Sur la recevabilité de la demande de première instance :
3. Il ressort des pièces du dossier que, pour rejeter la demande de M. B…, la magistrate désignée du tribunal administratif de Marseille a jugé que cette demande était tardive au regard des articles L. 614-1 et L. 911-1 du code de l’entrée et du séjour des étrangers et du droit d’asile. Elle a relevé que l’arrêté du 30 septembre 2024, qui mentionnait les voies et délais de recours, avait été notifié à l’intéressé par pli recommandé présenté à l’adresse qu’il avait indiquée le 3 octobre 2024, le pli ayant été ultérieurement retourné à la préfecture avec la mention « pli avisé et non réclamé », et que la requête, enregistrée au greffe du tribunal le 6 juin 2025, ainsi que la demande d’aide juridictionnelle présentée à cette même date, l’avaient été après l’expiration du délai de recours d’un mois. M. B… se borne, en appel, à soutenir que l’arrêté serait entaché d’illégalité au fond, sans contester utilement ces constatations ni produire d’élément nouveau de nature à remettre en cause l’analyse de la juridiction de première instance sur les conditions et la date de notification de la décision. Dans ces conditions, c’est à bon droit que la magistrate désignée du tribunal administratif de Marseille a rejeté sa demande comme irrecevable.
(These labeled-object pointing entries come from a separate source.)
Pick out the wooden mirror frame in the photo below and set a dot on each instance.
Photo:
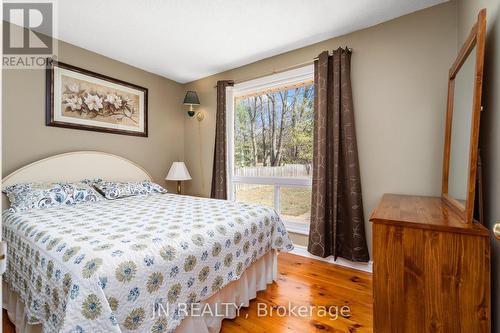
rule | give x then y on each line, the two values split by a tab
477	37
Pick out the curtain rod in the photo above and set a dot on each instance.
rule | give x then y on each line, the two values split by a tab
281	70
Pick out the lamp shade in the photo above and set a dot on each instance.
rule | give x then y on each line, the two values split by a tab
191	98
178	171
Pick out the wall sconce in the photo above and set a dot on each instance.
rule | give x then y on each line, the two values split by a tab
191	99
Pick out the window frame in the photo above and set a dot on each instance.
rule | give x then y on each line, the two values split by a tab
291	77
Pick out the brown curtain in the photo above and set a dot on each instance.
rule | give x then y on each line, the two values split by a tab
219	181
337	222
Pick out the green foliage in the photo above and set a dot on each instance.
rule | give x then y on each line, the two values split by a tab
279	123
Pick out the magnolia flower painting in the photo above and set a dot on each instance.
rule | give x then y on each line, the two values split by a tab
85	100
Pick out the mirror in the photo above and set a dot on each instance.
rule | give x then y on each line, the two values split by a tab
462	122
461	125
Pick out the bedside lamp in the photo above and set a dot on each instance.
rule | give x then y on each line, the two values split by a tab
191	99
178	171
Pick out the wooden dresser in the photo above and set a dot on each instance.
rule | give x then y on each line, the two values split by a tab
431	271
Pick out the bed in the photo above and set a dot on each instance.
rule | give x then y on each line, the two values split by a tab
141	263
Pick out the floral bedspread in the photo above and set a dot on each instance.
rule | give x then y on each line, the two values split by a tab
106	266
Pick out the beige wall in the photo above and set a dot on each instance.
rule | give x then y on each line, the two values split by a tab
26	138
490	127
399	77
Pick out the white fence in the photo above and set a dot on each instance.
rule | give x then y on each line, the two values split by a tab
288	170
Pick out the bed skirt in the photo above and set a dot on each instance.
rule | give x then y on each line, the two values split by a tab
255	278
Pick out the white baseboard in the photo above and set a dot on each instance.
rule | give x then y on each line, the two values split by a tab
302	251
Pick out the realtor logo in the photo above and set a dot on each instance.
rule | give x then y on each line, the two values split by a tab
28	31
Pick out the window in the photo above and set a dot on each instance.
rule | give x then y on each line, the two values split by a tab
270	132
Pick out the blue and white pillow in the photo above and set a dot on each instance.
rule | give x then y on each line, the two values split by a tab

4. Il résulte de ce qui précède que la requête d’appel de M. B…, qui est manifestement dépourvue de fondement, au sens des dispositions du dernier alinéa de l’article R. 222-1 du code de justice administrative, doit être rejetée, en application de ces dispositions, y compris ses conclusions aux fins d’injonction et celles présentées au titre de l’article L. 761-1 du même code et de l’article 37 de la loi du 10 juillet 1991.
Sur les conclusions aux fins de sursis à exécution :
5. Dès lors que la présente ordonnance rejette les conclusions à fin d’annulation du jugement du 28 juillet 2025, il n’y a plus lieu de statuer sur les conclusions en référé suspension.
O R D O N N E :
Article 1er : Il n’y a pas lieu de statuer sur les conclusions de la requête en référé n° 25MA02246 de M. B… tendant à la suspension de l’exécution du jugement du 28 juillet 2025 de la magistrate désignée du tribunal administratif de Marseille.
Article 2 : La requête n° 25MA02245 de M. B… est rejetée.
Article 3 : La présente ordonnance sera notifiée à M. A… B… et à Me Kuhn-Massot.
Copie en sera adressée au préfet des Bouches-du-Rhône.